In 2018, just as the CLAT started at 3 PM, there was commotion all around at many centres across the country when students struggled with different issues mostly technical, including non-visibility of questions, or questions appearing in encrypted format. While the issues were endless, the incident led to CLAT forming a consortium (a permanent body) and the paper being moved to pen-paper format in 2019. However, given the current situation we are in, after must delays, CLAT 2020 was finally conducted in online format and voila, we are back again with technology playing havoc with the students. Technology, which is meant to make life easier, may have played the spoilsport in CLAT 2020.
CLAT 2020 was held on 28 September 2020 and the provisional keys were released the very same day to the general public to raise objections, if any.
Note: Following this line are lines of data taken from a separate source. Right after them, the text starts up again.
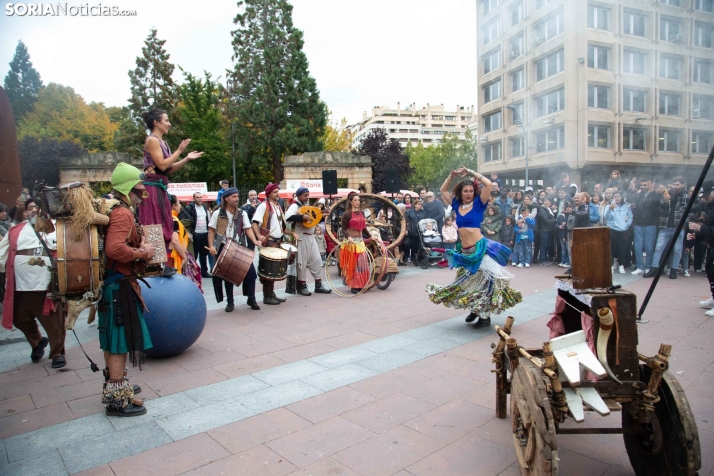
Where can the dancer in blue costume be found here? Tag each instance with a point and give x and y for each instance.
(481, 284)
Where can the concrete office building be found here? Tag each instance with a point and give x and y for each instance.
(588, 86)
(428, 124)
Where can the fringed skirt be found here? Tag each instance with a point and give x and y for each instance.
(482, 282)
(354, 264)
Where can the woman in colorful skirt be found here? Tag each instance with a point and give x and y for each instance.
(354, 261)
(159, 163)
(481, 284)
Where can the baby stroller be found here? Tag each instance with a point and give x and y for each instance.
(431, 245)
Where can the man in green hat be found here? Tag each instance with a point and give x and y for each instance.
(122, 329)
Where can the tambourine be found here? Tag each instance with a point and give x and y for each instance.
(314, 212)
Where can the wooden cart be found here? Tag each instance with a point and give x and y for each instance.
(659, 430)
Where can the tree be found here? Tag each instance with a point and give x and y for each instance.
(386, 154)
(151, 87)
(22, 82)
(62, 114)
(276, 108)
(41, 159)
(337, 138)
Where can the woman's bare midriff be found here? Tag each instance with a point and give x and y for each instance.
(469, 236)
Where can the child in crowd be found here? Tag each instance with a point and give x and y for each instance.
(508, 236)
(450, 233)
(321, 245)
(524, 238)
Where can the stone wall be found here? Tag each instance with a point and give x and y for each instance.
(355, 168)
(96, 167)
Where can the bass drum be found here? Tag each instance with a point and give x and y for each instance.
(78, 261)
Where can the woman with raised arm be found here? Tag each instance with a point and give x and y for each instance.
(481, 284)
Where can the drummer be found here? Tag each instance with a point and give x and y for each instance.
(308, 257)
(230, 222)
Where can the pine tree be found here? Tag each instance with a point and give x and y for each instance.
(22, 82)
(276, 107)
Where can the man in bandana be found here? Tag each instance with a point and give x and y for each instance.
(308, 257)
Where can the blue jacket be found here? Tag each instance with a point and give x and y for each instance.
(619, 219)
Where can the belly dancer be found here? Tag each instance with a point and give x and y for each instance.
(481, 283)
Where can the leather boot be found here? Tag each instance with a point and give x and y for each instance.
(302, 290)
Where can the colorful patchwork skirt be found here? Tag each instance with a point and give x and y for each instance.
(482, 282)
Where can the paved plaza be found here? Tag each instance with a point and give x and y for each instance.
(385, 383)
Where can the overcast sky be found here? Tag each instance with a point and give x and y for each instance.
(362, 54)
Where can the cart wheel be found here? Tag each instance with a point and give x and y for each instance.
(533, 425)
(670, 445)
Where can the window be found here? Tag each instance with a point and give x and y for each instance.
(669, 67)
(670, 30)
(668, 141)
(518, 79)
(633, 138)
(633, 62)
(492, 60)
(599, 137)
(550, 27)
(598, 97)
(491, 30)
(551, 102)
(517, 13)
(492, 122)
(704, 6)
(517, 44)
(492, 91)
(633, 24)
(701, 107)
(518, 147)
(598, 17)
(550, 140)
(669, 104)
(598, 57)
(550, 65)
(703, 33)
(633, 100)
(492, 152)
(702, 72)
(701, 142)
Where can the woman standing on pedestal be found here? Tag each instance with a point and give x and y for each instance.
(481, 284)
A standard procedure in most exams, this has a history with CLAT. While it was expected that with an expert committee in place and having learnt its lesson by now, CLAT paper should be error free. However, we have come across more than 20 errors in the key. On top of that, the provisional scores released to the candidates have given them the shock of their life. Many students have reported a difference of scores as big as 30+, from their expectations (what they marked in the paper and expected the scores to be).
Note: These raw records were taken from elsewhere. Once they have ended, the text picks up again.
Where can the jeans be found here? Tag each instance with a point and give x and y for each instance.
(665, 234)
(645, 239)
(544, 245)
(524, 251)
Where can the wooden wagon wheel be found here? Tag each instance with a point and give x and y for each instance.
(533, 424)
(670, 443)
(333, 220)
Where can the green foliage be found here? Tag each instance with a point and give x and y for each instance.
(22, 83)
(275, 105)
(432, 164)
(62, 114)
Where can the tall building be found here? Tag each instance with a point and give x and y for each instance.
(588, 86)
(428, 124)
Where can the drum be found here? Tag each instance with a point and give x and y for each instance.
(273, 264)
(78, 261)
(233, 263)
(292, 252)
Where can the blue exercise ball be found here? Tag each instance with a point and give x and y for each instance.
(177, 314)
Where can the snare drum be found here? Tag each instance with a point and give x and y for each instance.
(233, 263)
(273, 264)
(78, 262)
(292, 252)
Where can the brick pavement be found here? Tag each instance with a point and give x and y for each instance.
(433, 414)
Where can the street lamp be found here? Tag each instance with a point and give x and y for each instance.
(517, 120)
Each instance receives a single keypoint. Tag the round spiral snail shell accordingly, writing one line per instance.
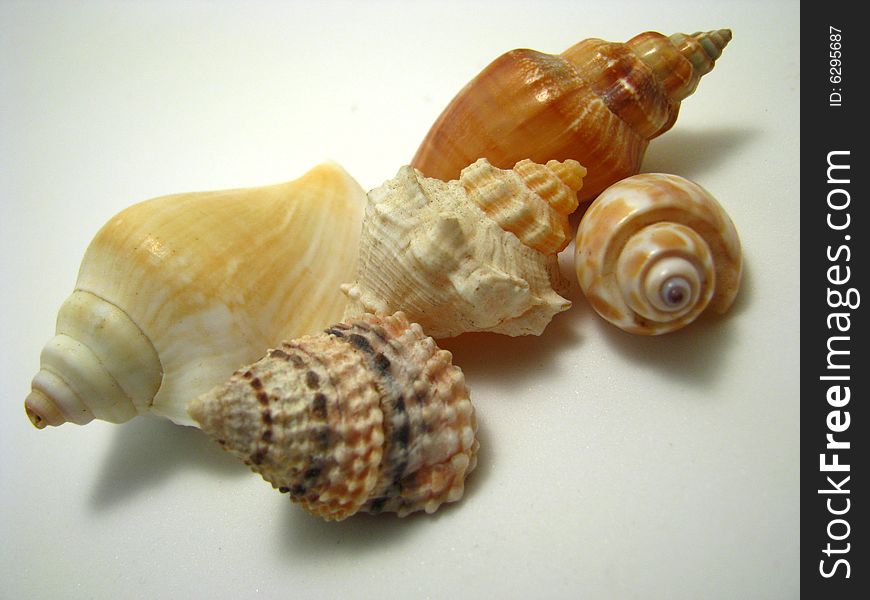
(367, 416)
(653, 251)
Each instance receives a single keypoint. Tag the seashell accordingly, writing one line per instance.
(368, 416)
(474, 254)
(175, 293)
(654, 250)
(598, 102)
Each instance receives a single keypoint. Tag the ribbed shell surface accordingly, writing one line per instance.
(368, 416)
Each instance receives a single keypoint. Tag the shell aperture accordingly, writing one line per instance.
(598, 102)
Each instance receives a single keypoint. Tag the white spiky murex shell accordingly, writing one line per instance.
(368, 416)
(176, 292)
(474, 254)
(653, 251)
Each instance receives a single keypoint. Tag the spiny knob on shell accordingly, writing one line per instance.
(369, 415)
(598, 102)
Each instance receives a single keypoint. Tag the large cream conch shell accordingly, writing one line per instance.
(598, 102)
(654, 250)
(475, 254)
(177, 292)
(368, 416)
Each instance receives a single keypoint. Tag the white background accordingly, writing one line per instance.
(611, 466)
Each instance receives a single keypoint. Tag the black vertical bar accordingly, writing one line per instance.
(834, 262)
While people may have attributed this to the interface, logic or instructions given, it is important to look at other aspects. CLAT 2020 gave specific timings to students to report to the exam centres and entry made accordingly. Those allotted the 1:45 pm slot may hardly have got time to settle and read all the instructions. Many students also reported that invigilators simply asked them to keep clicking next without even allowing them to read the instructions carefully.
While a committee has been formed, which will submit its review by 03 October, we sincerely hope that students’ grievances are taken into consideration with all seriousness and not like 2018. CLAT 2020 has already been into controversy, with changes in instructions in the sample papers, its core member NLSIU moving ahead to conduct its own exam (which was subsequently quashed by SC), giving students sleepless nights. It’s time CLAT looks at the way exam must be conducted and learnt its lesson, if not from others, AILET at least.
Sometimes being different and adventurism may have its own path to curve and not a happy situation every time. While CLAT 2020 may have fared better in terms of issues as compared to previous years, it’s important they investigate the complaints seriously while not forgetting the fact that careers of our young leaders are at stake. One should look at this as an opportunity to restore faith in the legal education system as well, follow what you preach.